In general, the choice of organization option management company group depends on the priorities of the owners regarding the optimal level of risk management of the business and its investment attractiveness.

Composition and roles of operating and service companies

The composition of operating units in the corporate structure is determined by the group's production strategy. The main issue in this case is the independent implementation of this or that technological process or about outsourcing it. Besides, production units, as a rule, are the main asset of the group, determining its positioning and development.

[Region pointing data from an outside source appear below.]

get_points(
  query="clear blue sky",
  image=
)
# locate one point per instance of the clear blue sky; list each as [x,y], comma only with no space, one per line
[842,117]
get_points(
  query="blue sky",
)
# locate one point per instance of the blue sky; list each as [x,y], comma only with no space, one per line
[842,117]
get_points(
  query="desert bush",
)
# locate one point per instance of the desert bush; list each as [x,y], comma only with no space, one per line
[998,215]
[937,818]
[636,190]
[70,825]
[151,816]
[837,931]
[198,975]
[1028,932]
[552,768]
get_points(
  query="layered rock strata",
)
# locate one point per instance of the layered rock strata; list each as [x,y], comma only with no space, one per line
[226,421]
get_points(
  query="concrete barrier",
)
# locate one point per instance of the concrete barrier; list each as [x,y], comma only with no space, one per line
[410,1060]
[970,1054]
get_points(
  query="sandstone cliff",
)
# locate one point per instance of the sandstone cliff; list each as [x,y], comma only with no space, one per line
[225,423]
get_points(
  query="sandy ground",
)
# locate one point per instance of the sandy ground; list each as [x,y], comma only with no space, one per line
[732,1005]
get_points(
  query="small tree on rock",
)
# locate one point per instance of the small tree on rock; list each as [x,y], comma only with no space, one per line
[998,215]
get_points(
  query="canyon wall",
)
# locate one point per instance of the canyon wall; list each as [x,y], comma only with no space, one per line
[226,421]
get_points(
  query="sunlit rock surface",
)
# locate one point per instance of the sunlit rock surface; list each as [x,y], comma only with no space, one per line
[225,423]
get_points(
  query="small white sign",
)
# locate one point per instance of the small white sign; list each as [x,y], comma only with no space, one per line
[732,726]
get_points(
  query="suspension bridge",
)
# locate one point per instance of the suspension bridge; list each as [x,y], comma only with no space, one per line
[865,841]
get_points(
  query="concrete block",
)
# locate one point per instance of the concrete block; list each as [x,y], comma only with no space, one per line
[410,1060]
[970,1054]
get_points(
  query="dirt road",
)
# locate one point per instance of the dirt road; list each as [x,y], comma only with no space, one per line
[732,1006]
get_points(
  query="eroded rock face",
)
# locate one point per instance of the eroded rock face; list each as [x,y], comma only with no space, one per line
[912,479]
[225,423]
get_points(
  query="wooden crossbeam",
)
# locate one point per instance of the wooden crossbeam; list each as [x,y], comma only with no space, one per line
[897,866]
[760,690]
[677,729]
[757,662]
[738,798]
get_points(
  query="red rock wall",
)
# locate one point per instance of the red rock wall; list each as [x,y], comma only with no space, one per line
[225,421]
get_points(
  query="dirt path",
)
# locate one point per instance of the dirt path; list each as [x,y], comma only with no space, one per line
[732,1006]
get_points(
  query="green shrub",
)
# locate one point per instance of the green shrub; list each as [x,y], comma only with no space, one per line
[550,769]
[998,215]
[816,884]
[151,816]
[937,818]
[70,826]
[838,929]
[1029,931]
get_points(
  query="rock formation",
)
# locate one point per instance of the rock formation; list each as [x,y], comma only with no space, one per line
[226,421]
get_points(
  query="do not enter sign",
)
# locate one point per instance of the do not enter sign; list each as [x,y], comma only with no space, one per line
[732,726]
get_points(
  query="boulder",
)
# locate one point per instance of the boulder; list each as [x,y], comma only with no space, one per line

The composition and purpose of service companies are determined by three main factors:

  • the need to centralize functions in the group;
  • the need for redistribution of financial resources;
  • requirements for tax optimization.

The most common types of service companies found within corporate structures are:

  1. Trading house, which allows you to organize centralized sales and/or procurement, implement a unified market promotion policy, accumulate financial resources for brand promotion and development of the sales system, and remove risks from the group’s main production assets.
  2. Company assets, which allows you to protect significant assets (fixed assets, trademarks, etc.) from the risks of claims. In some cases, registration of enterprises owning trademarks and other intangible assets in offshore jurisdictions, which allows to increase the degree of their protection, as well as optimize taxation by organizing the flow of license payments.
  3. Agency companies operating under the simplified taxation system (STS) and allowing the prompt redistribution of financial resources to pay income to owners at the optimal level of taxation. In this case, the economic feasibility of the presence of such companies in the business scheme must be justified (for example, searching for clients in the regions), and affiliation with the main group of companies must be eliminated.
  4. Personnel center, which can also work under the simplified tax system and provide outstaffing services to the main business, including for the purpose of optimizing taxation.
  5. A financial company created to attract financial resources, in particular, to issue bond issues. The creation of such a specialized enterprise makes it possible to limit the risks of claims from creditors at the expense of the assets of the guarantor companies. However, from the point of view of investment attractiveness, the most effective option is to attract financial resources by parent companies, which is confirmed by the experience of successful placement of securities by the Cherkizovo group of companies and other private companies.

It should be noted that when organizing service companies to optimize taxation, it is necessary, firstly, a clear justification economic feasibility their creation and activities, and, secondly, compliance with such conditions when carrying out transactions, the legality of which will not raise doubts among the tax authorities.

Thus, the solutions used in practice for individual elements make it possible to build various configurations of the corporate structure that correspond to the strategic business goals of the owners. The choice of the optimal option can be made based on comparative analysis or using factor analysis tools.

Conclusion

In conclusion, it should be noted that in general there is a tendency to simplify and systematize the corporate structures of private companies through:

  • reducing the number of legal entities through mergers and consolidation by type of activity;
  • eliminating cross-shareholdings within the group;
  • reduction of operational ownership levels within individual business areas;
  • transfer of non-core assets to separate divisions.

In general, corporate structuring methods make it possible to increase the efficiency of business management, its investment attractiveness, economic security, as well as optimize taxation while ensuring an acceptable level of risks.